I believe that by failing specifically to object to the court’s charge, appellant waived an objection to (1) the court’s failure to instruct the jury on the rule of Commonwealth v. Mulroy, supra, quoted above; (2) the failure of the court to limit the issue of appellant’s alleged subornation to whether she suborned Johnston to testify falsely on October 25, 1961, and not to all of his false testimony admitted to by him on the stand; (3) the trial court’s possible undue emphasis on certain aspects of the evidence, including the Lanning incompetency proceeding and the testimony of Robert G. Johnston; and (4) that the court may have erred in instructing the jury that the defense contention that *144Robert Johnston was vindictive would be overcome by the fact that he was under indictment for perjury. ■
Finally, appellant contends that the trial court failed to instruct the jury on the proper definition of subornation of perjury, to the effect that the court should have told the jury that, as stated in Commonwealth v.
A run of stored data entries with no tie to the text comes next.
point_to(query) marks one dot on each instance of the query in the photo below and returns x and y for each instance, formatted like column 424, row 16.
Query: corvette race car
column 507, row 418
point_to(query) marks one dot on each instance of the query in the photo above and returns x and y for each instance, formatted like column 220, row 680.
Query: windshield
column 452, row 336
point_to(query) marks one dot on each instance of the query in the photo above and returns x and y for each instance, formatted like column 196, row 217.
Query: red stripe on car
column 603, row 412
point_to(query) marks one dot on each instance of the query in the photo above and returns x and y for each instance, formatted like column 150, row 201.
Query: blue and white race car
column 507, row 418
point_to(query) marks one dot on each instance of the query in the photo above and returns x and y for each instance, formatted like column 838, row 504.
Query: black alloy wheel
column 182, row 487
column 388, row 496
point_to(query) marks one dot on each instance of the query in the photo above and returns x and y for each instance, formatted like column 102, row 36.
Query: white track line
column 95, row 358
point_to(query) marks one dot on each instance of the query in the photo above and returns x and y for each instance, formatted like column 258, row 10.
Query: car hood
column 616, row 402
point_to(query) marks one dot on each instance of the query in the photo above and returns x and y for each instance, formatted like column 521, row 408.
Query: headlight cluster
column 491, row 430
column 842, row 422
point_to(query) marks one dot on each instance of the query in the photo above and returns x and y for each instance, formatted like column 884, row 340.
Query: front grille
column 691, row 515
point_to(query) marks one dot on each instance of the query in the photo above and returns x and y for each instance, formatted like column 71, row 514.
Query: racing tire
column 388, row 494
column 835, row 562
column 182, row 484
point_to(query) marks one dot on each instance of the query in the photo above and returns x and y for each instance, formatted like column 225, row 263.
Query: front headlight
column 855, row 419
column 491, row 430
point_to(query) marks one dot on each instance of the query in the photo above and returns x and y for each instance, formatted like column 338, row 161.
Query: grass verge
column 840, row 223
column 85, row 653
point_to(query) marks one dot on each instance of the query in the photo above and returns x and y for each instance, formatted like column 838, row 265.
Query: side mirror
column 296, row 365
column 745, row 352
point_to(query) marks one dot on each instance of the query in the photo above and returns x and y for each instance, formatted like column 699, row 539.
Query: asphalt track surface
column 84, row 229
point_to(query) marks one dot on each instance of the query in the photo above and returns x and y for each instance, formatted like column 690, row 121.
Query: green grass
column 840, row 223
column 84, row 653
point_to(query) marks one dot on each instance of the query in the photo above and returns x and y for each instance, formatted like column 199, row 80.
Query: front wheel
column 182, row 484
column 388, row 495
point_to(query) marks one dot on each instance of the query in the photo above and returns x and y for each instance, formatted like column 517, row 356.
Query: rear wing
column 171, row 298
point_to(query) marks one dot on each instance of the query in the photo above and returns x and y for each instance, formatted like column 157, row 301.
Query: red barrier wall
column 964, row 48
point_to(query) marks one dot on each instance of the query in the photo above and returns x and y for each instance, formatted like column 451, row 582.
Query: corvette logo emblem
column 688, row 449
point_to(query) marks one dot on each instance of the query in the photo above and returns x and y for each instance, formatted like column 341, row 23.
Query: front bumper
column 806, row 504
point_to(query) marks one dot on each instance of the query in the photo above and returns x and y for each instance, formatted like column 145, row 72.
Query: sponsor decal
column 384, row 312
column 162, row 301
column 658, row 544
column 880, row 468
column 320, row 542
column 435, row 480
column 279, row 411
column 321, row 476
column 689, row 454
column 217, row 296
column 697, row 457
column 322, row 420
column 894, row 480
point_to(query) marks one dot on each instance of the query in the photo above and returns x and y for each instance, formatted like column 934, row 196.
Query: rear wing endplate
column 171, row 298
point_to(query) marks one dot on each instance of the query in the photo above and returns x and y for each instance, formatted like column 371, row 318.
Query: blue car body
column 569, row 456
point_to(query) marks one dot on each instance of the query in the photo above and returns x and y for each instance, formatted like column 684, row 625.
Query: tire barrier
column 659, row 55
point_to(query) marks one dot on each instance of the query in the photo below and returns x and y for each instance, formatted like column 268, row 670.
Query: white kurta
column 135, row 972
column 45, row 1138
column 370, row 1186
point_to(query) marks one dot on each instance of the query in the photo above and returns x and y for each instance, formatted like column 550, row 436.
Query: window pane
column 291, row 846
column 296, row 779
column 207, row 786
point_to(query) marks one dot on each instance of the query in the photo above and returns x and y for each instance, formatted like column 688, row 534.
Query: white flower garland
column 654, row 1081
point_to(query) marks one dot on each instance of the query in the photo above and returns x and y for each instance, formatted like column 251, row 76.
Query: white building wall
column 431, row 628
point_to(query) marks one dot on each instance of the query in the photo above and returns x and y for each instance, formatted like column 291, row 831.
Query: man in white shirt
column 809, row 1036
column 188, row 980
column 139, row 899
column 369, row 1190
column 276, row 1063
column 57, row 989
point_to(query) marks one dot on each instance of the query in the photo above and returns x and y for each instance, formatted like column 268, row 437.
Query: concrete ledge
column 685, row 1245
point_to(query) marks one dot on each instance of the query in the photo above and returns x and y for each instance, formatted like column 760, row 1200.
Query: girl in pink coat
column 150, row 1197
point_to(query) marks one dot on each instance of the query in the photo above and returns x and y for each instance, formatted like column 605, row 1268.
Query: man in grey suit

Billingsley, supra, at page 145, A. 2d 705, “It is, of course, a necessary element of the crime that both the accused and the person to be suborned knew that the testimony sought was false, material, and to be used in actual or prospective litigation.” From my reading of the court’s charge, I find that the court instructed the jury on the definition of perjury, and stated further, “Then, to have Subornation of Perjury, we have all of those elements [of perjury, itself], plus one more — that the defendant, induced, persuaded, suborned, or instigated the witness to commit this crime of Perjury. So that’s a simple definition of the crime.” I believe that, thus, the court fully defined the crime for the jury and that it is implied within such definition that the suborner and subornee must know that the testimony is false, material, and to be used in actual or prospective litigation.
For the above reasons, I respectfully concur in the affirmance by the majority of appellant’s conviction.
Spaulding, J., joins in this concurring opinion.